Sport Ireland sought assurances refugees would not be left 'without a roof over their heads' 

Sport Ireland sought assurances refugees would not be left 'without a roof over their heads' 

A team training session at the National Indoor Arena in Abbotstown, Dublin. Sport Ireland said they would have to have the indoor arena back by mid-October for its sporting schedule.

Sport Ireland sought assurances that new housing would be available for refugees who they accommodated at the National Indoor Arena so that the organisation would not be portrayed as “leaving them with no roof over their heads” when the facility was no longer available.

In correspondence with the Department of Children and Equality, Sport Ireland’s CEO Dr Una May said they were happy to make the Dublin venue available for six weeks to help with a dire shortage of accommodation.

However, Sport Ireland said they would have to have the indoor arena back by mid-October for “its intended sporting purpose” with a series of events already confirmed.

In a letter to the department in late September, Dr May wrote: “I am also anxious to ensure that in advance of the agreed timeframe, a suitable alternative accommodation is in place for the current group of refugees such that there is no suggestion publicly that Sport Ireland will be responsible for abandoning these people and leaving them with no roof over their heads.” 

Negative commentary

Ms May said her organisation had already been the subject of negative commentary due to delays in getting the indoor arena opened for emergency accommodation, which had nothing to do with them.

Dr May said these delays had been caused at the department’s end rather than by them and sought reassurance there would be no repeat when the refugees would have to leave the Abbotstown campus.

In discussions with the department, senior Sport Ireland officials said they understood that “speed is of the essence” in having the arena available.

However, the officials said there were multiple issues that needed to be resolved first, especially around communicating with their staff, athletes, and the thousands of children who visit the campus every week.

An email said: “We are particularly concerned around the perception of having two hundred males on site adjacent to training facilities for young children and our responsibility to ensure their safety is maintained at all times.” 

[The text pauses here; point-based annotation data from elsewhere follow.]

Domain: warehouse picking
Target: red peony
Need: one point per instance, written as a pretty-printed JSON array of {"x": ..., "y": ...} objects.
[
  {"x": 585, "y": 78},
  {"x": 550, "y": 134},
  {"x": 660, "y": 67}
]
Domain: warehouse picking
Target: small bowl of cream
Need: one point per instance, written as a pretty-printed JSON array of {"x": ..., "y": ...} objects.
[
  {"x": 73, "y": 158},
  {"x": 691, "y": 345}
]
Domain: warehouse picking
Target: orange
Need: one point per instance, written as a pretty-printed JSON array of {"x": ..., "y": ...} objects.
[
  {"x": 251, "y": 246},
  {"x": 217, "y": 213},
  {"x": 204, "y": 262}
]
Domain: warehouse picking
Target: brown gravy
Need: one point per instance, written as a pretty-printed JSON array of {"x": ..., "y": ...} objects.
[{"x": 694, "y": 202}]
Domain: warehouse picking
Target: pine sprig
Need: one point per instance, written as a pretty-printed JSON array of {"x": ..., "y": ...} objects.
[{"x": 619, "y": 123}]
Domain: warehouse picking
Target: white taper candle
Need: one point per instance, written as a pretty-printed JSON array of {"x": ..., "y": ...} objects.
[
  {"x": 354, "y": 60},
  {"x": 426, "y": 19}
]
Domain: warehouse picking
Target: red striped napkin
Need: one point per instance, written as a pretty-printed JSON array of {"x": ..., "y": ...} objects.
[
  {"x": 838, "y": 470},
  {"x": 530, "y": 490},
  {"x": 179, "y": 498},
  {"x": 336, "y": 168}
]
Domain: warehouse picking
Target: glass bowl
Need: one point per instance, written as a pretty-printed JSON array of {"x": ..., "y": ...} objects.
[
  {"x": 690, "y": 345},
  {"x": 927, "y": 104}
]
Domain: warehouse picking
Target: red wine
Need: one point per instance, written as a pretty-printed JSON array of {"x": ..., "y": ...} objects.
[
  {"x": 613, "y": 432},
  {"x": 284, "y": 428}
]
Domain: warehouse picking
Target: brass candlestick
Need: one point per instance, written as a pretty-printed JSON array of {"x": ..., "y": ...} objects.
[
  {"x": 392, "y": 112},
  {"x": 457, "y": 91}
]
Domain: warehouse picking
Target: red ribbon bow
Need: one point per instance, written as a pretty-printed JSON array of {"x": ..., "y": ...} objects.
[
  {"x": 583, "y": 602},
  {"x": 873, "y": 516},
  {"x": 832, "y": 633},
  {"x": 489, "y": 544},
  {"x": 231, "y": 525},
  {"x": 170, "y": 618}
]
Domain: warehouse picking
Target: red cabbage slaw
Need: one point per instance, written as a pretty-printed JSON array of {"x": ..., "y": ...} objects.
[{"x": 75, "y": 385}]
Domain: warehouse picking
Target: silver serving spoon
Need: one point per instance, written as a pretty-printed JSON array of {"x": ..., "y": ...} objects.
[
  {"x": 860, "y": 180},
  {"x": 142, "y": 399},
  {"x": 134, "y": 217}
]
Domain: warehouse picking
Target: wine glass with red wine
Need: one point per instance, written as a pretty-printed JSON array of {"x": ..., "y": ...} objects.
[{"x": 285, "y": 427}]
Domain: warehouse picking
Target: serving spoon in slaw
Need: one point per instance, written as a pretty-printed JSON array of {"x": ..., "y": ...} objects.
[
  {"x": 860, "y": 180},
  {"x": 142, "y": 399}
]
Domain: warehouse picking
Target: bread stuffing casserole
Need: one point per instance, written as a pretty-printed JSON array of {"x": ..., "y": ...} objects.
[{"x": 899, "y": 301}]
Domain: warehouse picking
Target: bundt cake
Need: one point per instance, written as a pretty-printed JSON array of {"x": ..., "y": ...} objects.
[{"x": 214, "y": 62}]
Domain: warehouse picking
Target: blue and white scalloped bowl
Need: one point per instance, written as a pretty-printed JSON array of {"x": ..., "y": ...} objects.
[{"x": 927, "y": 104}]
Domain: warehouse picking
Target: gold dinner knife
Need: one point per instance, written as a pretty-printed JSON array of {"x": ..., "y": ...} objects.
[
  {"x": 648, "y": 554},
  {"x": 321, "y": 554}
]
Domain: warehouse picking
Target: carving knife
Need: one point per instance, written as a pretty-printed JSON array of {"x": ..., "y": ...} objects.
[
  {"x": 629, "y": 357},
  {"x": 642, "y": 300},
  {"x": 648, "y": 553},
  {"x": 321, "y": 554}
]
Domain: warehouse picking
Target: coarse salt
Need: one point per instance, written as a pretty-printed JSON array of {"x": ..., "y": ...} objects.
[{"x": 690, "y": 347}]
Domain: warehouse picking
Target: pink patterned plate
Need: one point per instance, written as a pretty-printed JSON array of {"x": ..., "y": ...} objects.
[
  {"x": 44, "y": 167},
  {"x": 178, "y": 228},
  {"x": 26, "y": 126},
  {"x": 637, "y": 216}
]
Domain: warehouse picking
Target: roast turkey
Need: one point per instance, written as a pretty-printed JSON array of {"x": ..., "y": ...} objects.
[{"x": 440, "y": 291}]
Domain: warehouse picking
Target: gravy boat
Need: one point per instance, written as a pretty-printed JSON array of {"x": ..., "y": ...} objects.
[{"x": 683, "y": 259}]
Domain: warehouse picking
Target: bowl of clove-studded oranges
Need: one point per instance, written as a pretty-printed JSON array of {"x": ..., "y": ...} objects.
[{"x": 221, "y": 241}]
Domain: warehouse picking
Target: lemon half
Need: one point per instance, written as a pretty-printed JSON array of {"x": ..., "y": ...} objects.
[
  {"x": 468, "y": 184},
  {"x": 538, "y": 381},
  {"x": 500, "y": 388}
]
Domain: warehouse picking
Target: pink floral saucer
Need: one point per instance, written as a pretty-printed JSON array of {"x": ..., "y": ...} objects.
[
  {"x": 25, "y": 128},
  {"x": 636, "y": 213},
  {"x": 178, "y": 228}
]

The message explained that corridors and doors needed to be partitioned with curtains, drapes, or blackout screens erected along glass doors and walls.

Indoor arena timeframe

In other emails, senior officials said it was clear from discussions that the Department of Equality would have liked to use the indoor arena for a longer period had it been available.

One message added: “The real issues will be: the location of the feeding area, ensuring that it is kept private from journalists and cameras and members of the public, and, the investment required for a short six-week period.” 

Sport Ireland also suggested a small house on their campus could be suitable for use during the emergency. It had previously been rejected for accommodation because it was too far from any shops. However, an email said: “It may be worth reconsidering given the current dire situation.”

 Briefing documents explained how the indoor arena at Abbotstown would be better suited to single people because of its layout, with the department also having a preference for single-gender accommodation.

There was also confusion over the use of partitions with Sport Ireland using crowd control screens to block off the “view of the arena from the public”.

An email said: “These are not suitable while the facility is being used for refugee accommodation as it will not deter people from accessing areas of the building that we need exclusive use of for our own staff.” 

Rules and guidelines

In a message to staff, Sport Ireland said the people being accommodated on site would be advised of “strict rules and guidelines” for living on campus.

In a statement, a spokesman for Sport Ireland said: “[We were] eager and happy to help in Ireland’s response to supporting refugees arriving in Ireland and as part of this effort the National Indoor Arena on the Sport Ireland Campus was made available for six weeks as emergency accommodation.

“Sport Ireland sought assurance that those refugees housed in the National Indoor Arena would be moved to more suitable accommodation once they left. We are happy that we received assurance that this would be the case.

“Sport Ireland is keen to put on the record our appreciation of the exemplary behaviour of all those who stayed at the National Indoor Arena during this period.”